I closed the book slowly and carefully as I looked up to him. I forced a smile and took his hand. It was smooth and warm, just like the hands that would always help me hide my tears. I bit my lip as I stared at him lying there with his beautiful eyes hidden behind his eyelids. The feeling of being mesmerized by his eyes seemed so far away, so long ago even though it's been just three days since I last saw them. I stood up and bent over so that I could fix his tousled jet black hair. Due to days of being bedridden, his slick hair turned into a greasy untidy hair which was very so-not-him since he liked to keep his hair presentable.



It's amazingly terrifying how a single event can change everything that was "meant" to happen.
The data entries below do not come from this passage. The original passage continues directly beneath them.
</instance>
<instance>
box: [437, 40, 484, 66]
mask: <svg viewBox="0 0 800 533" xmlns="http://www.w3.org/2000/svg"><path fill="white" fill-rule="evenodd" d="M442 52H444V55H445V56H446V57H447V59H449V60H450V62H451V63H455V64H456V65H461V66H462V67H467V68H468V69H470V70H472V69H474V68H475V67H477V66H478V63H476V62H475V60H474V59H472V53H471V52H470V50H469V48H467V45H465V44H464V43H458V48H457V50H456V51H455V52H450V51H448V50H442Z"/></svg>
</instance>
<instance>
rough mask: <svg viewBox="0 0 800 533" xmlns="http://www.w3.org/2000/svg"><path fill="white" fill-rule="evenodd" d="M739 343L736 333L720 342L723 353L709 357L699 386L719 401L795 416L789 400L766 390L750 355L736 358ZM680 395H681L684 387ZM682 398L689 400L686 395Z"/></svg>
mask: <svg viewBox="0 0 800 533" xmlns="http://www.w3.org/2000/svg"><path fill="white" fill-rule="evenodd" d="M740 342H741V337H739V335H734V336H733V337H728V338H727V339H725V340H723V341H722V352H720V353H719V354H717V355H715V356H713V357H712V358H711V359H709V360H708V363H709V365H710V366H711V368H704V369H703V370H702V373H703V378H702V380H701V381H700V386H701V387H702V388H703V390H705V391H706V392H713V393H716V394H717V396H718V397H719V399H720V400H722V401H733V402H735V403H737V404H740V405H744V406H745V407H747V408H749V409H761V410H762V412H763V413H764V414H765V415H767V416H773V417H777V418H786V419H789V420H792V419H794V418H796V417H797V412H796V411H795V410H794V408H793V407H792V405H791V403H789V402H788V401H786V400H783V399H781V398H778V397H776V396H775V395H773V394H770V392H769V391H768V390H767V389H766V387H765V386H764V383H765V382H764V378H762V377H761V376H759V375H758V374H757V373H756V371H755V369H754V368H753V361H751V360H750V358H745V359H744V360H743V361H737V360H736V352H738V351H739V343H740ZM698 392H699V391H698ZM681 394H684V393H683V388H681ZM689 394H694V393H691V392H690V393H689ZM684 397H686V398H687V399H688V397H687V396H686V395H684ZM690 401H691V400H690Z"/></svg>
There's just too many "wants" in my head right now. I want to hug him. I want to stare at his eyes. I want to hear him talk again. I want everything back. I want him to wake up.



But I can't.



He's lying there with bruises and scars all over his body. His rib and leg was broken and had to undergo several surgeries to fix it in the past few days. He can barely talk because of the pain and had to slowly write down the things he wanted to say. His heart beats are not stable and has to be observed every other hour.



It's all because of me.



I gently squeezed his hand as the tears started to build in my eyes, fogging my vision. I pressed my lips in his hand as I remember the moments we shared together.



——



"Why are you here?! Go away!" I yelled at him as I saw his reflection in the water. I dared not to look at him in the eye for I don't want to show any weakness. He knew I was crying but I don't want him to know that I would submit into his comfort easily. I'm not that weak. I'm stronger than he thinks.
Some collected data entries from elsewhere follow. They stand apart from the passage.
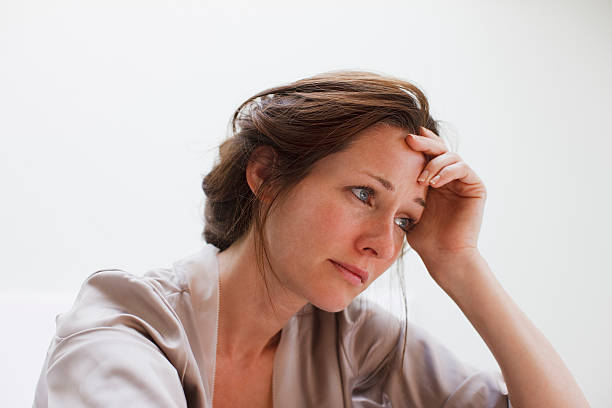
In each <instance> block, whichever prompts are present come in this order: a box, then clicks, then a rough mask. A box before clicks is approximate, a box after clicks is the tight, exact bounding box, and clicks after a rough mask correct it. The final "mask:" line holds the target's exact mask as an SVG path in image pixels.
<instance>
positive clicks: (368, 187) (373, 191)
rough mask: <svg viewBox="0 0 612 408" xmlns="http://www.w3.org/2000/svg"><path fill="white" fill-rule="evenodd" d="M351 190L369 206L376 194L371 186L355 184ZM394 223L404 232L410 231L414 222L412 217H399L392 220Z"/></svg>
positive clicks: (355, 196) (355, 195) (412, 227)
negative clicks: (406, 217)
mask: <svg viewBox="0 0 612 408" xmlns="http://www.w3.org/2000/svg"><path fill="white" fill-rule="evenodd" d="M351 192H352V193H353V194H354V195H355V197H357V199H358V200H359V201H361V202H363V203H364V204H366V205H369V206H371V205H372V204H371V203H370V200H371V199H373V198H374V197H375V196H376V192H375V191H374V189H373V188H372V187H368V186H357V187H352V188H351ZM394 222H395V224H396V225H397V226H398V227H400V228H401V229H402V230H403V231H404V232H410V231H411V230H412V229H413V228H414V227H415V226H416V224H415V222H414V220H413V219H412V218H404V217H399V218H396V219H395V220H394Z"/></svg>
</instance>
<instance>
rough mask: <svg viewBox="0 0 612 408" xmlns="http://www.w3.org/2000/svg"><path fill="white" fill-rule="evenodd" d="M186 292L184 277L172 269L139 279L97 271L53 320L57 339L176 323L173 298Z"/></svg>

Yet here I am, letting the tears flow down from my eyes through my cheeks and to my chin where they finally fall into the tanned skin of my hands.



Instead of going away, he sat down beside me and let the lower portion of his pants get wet as he dipped his legs in the river. I got annoyed and punched him hard in the shoulder. "Go. Away.You.Filthy.Jerk." I kept hitting him, adding more force than the last. He flinched and winced but he didn't left. He stayed put and stared at the passing clouds that were probably laughing at us. A girl hitting a boy who was obviously stronger than her and a stupid boy who just let the pain come and go. After the hard punches that he had to endure, I got tired and stopped hitting him. I looked down at the dry grass that we were sitting on.